Rembrandt's The Resurrection of Christ, c1635-39
Easter is an opportunity for Christians to affirm what the New Testament clearly declares, that Jesus Christ who died on the cross, actually rose again from the dead.
The apostles made clear that the resurrection of Jesus Christ is the pivotal doctrine of the Christian faith, for without this truth, they said, “our faith is vain”. It proves that Jesus Christ is who he claimed to be, and that he accomplished what he claimed to have come into the world to do.
The fact that God raised Jesus from the dead has massive implications for how we live now. The Easter story is evidence that God’s new creation has been launched upon this broken, messed-up world, and it points forward to the renewal and rebirth of the entire creation.
Since God declares in the resurrection of Christ that he intends to overcome sin and evil, it means that Christians, in the power of the Risen Christ, should work for justice and righteousness in our present world. That means that issues like poverty and the massive economic imbalance of our world need to be addressed with energy and commitment. If God is going to renew all things in Christ, then Christians are called to engage in a programme for change so that every form of sin and injustice is challenged and overcome.
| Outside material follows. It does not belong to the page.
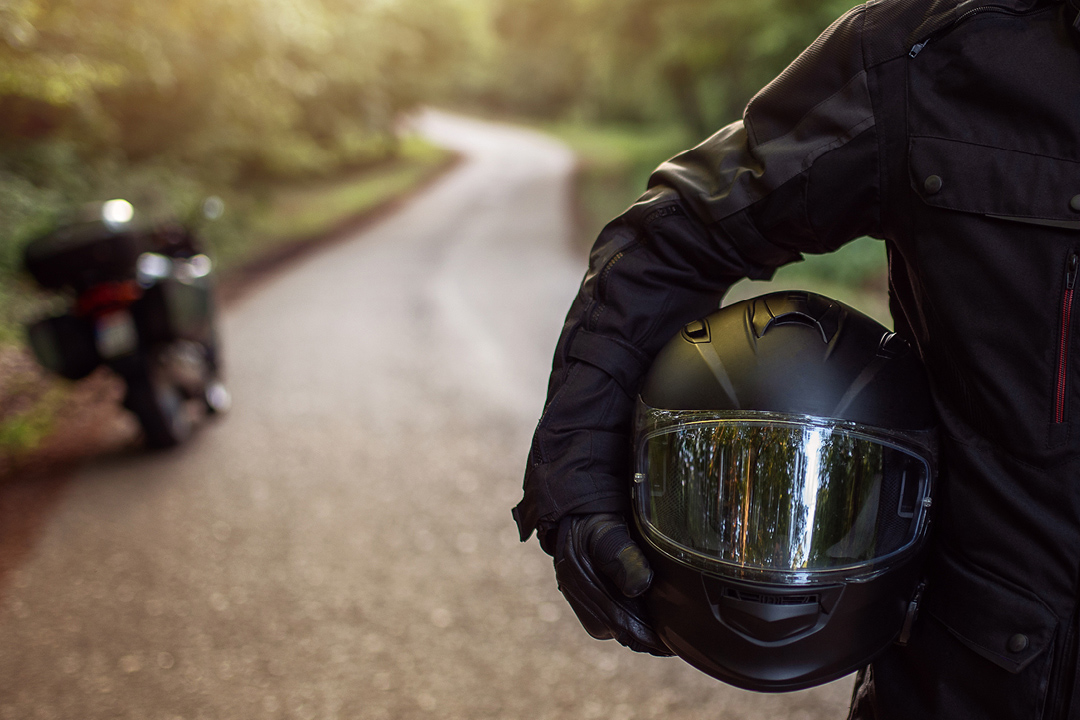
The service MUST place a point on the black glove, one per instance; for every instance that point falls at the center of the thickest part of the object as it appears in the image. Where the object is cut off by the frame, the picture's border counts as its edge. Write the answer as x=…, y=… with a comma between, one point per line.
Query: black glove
x=606, y=602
The resurrection of Jesus Christ means that we not only apply the gospel to the major problems of our world, but that we also apply it to the intimate details of our personal lives. Christian holiness means that individually we learn to live in the new world created by the Easter.
While there are many parts of the world we cannot affect, there is one part of the world which we can do something about, and that is the person we each call “myself”. In the power of the new life of Christ, we confront sinful attitudes and practices in our own lives, and begin to live in a way that honours and reflects our Crucified and Risen Lord.